Pour nous projeter dans le futur, nous ressentons le besoin de trouver des points d’appui pour appréhender le présent. Prendre appui aujourd’hui, c’est pour nous lire, écouter, voir, célébrer les grands éclaireurs avec lesquels la Fondation fait route depuis des années. Je pense au message profond que nous adresse Claudia Andujar, sur la survie du vivant, la survie des indiens Yanomami et de la terre-forêt, message qui aujourd’hui prend une nouvelle dimension, qui nous touche peut-être davantage ou autrement. Nous nous souvenons des paroles du chaman Davi Kopenawa entendues dans l’exposition : « Il n’existe qu’un ciel et il faut s’en soucier car, s’il devient malade, tout sera fini. » J’espère ardemment pouvoir rouvrir la Fondation avec cette exposition et la prolonger tout l’été.
Je pense également au bioacousticien Bernie Krause, à son très Grand Orchestre des Animaux dont l’éclat esthétique et sensible, sa valeur scientifique et mémorielle nous semblent maintenant encore plus bouleversants qu’hier. Exposée en 2016 à la Fondation Cartier, cette œuvre est un instrument de tout premier ordre pour percevoir et appréhender les enjeux vitaux liés à la biodiversité et à son déclin précipité. Nous communiquons beaucoup avec Bernie autour de ces sujets sur lesquels nous nous sommes engagés depuis longtemps et que nous continuerons à porter.

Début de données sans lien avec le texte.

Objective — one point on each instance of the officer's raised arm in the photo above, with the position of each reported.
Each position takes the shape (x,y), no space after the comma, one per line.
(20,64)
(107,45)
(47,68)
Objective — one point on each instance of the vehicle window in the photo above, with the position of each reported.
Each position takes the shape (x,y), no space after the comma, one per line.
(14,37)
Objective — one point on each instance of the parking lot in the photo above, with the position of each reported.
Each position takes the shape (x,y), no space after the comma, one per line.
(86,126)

Et comment ne pas penser à Paul Virilio, à ses intuitions, sa pensée, ses engagements. Les expositions qu’il a créées pour la Fondation Cartier (« Ce qui arrive », l’exposition sur les accidents en 2002, « Terre Natale, Ailleurs commence ici » avec Raymond Depardon en 2008), il les appelait « des leçons d’éthique ». Ce retour est passionnant et nous fait réfléchir au futur de la programmation.

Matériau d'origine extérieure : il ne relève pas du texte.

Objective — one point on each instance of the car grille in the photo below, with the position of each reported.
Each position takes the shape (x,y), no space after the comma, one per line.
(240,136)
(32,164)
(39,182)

Quels dispositifs avez-vous ou allez-vous mettre en place pour rester en contact avec le public ?
Nous proposons un projet digital plus particulièrement dédié aux sujets environnementaux qui nous sont chers tout en veillant à ne pas surcharger l’offre numérique. Nous avons choisi de donner la parole aux artistes, philosophes et scientifiques qui ont enrichi notre vision de l’art et du monde contemporain. Il s’agit d’offrir au public une « échappée », en traitant en profondeur des thèmes notamment liés à la nature. Nous avons ainsi mis en ligne un site Internet dédié à Claudia Andujar, ainsi qu’une série de podcasts.
Nous mettons à l’honneur l’œuvre de Bernie Krause autour des sons de la nature. Le public peut découvrir sur Instagram et sur un site Internet dédié des extraits de paysages sonores qui nous transportent de la forêt tropicale amazonienne à l’Alaska en passant par l’Afrique. Des conversations avec Jean-Claude Ameisen, Vinciane Despret, Élisabeth de Fontenay éclairent la démarche pionnière de cet artiste et scientifique qui a donné une voix à la nature.
Nous préparons une série autour des arbres. Grâce à la générosité de Claudine Nougaret et Raymond Depardon, le film Mon Arbre, produit pour l’exposition « Nous les Arbres » sera disponible, pendant toute la durée du confinement, sur nos plateformes. Nous proposerons également sur Instagram une série intitulée « Un jour, un arbre », et dévoilerons un film de Fernando Allen consacré à des artistes indiens du Chaco paraguayen.
La force et la beauté de la prise de parole de tous ces artistes nous semblent essentielles aujourd’hui.